If Ukraine’s next steps are talks, more arms must accompany
Ukraine’s summer offensive has stalled in the autumn mud, reaching a stalemate that won’t easily be broken. We know this because it has become evident on the ground and the top commander of the armed forces, General Valeriy Zaluzhnyi, has said it. So what next?
The temptation will be to call for a ceasefire and launch peace talks, ending needless Ukrainian suffering and allowing allies to reduce the burdens of financial and military aid. Why, after all, continue with a war when victory no longer appears feasible? That, however, is a false choice. A new strategy for Ukraine built around achieving a settlement rather than victory is indeed needed. But to be successful it will have to run in parallel with continued pressure on the battlefield and an uninterrupted flow of financial and military aid to Kyiv.
To explain why demands resolving an otherwise sterile debate about the causes of the war. For if, as many believe, Russia invaded Ukraine to prevent it joining the North Atlantic Treaty Organization — a hostile, U.S.-dominated alliance that threatens Russian security — then the way forward is simple: End the fighting and remove the threat, by trading Ukraine’s neutrality for Russian withdrawal.
Russia has been angered by NATO’s acceptance of ex-Soviet bloc nations since the 1990s. NATO’s expansion, and so too that of the European Union, posed genuine threats — but to Russia’s ambitions. Even the possibility of NATO and EU integration was emboldening Ukraine to refuse Putin’s drive to re-establish a sphere of control across the territories of the former Soviet and Russian empires. He also wanted a tight union of what he saw as a single Russian nation that included the motherland, Belarus and Ukraine. Kyiv remains critical to both projects.
Again, we know all this because Putin has said so in multiple speeches and essays, and because it is supported by facts on the ground. It matters because if Putin’s goal is to expand Russian power, then getting to a durable settlement will be a lot harder. It is imperative for that greatpower project that, at a minimum, any settlement with Ukraine demonstrates the folly of resistance, while at the same time leaving open a path for Moscow to secure Ukrainian markets and resources in the future. For the same reason, it is imperative for Ukraine that the war’s end produces a framework that definitively ends the fighting, and allows it to ensure its own security and prosperity. These aims conflict.
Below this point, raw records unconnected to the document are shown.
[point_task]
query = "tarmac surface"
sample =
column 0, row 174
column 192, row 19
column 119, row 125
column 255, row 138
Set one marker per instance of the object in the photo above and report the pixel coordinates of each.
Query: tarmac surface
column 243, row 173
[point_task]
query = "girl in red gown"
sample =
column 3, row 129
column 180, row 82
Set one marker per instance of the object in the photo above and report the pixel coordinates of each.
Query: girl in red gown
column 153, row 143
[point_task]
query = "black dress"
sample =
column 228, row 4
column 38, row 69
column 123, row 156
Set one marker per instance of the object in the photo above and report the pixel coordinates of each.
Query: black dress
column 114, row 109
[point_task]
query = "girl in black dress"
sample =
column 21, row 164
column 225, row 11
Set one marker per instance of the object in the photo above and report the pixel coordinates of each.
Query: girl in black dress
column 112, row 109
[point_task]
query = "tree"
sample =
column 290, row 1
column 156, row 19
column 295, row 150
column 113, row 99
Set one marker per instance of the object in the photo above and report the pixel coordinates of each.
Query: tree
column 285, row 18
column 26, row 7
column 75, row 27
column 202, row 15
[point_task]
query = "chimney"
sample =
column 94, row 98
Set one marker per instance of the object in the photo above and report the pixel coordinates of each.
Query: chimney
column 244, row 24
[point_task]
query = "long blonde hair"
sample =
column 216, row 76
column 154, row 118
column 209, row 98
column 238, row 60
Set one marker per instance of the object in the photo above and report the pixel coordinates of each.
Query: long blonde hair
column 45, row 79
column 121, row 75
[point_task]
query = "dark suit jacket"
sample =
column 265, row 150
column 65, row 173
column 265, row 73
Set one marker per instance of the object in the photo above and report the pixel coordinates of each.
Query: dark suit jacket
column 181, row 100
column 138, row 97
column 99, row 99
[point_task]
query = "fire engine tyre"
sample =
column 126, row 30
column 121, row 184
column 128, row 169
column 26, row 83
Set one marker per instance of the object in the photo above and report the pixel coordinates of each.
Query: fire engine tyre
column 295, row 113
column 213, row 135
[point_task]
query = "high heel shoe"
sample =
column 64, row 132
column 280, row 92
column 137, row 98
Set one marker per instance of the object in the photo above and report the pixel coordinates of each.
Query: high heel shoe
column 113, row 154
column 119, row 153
Russia, for example, will resist to the last accepting security guarantees for Ukraine that amount to a reduced NATO offering Article 5 mutual defense protections. So Ukraine will need fleets of tanks, missiles and jets to deter Russia even after the fighting stops. And while the land war may be stuck, the air war will continue apace, with Russian missiles attacking Ukrainian infrastructure through the winter, to make its point about the futility of resistance.
Ukraine, unlike earlier in the war, now has the capacity to respond and will need to inflict sufficient pain on Russian assets and forces in Crimea, occupied Ukraine and Russia itself that Putin has incentive to stop the war, and this time for good.
As gloomy as all this sounds, it’s worth remembering what Ukraine and allied support have already achieved. Putin’s primary invasion goal of capturing Kyiv and “de-Nazifying” and “demilitarizing” Ukraine, has been defeated, a project that would have rolled on at least to Moldova.
Zaluzhnyi and his forces also humbled what most saw as the world’s second-strongest military. They liberated first the northern regions around the capital, followed by some 14,000 square kilometers of land around Ukraine’s second city, Kharkhiv, and Kherson to the south. They have sunk enough of the Black Sea Fleet to marginalize it, and forged a national identity that, until Russia first attacked in 2014, was felt only in parts of the country.
Any eventual settlement will be much more than a cease-fire. It will represent the culmination of Ukraine’s multi-century struggle for nationhood and independence from a domineering eastern neighbor.
It must also achieve the first necessary step for Russia, like so many fallen empires before it: to come to terms with its loss. Getting there will be neither easy nor cheap, nor peaceful.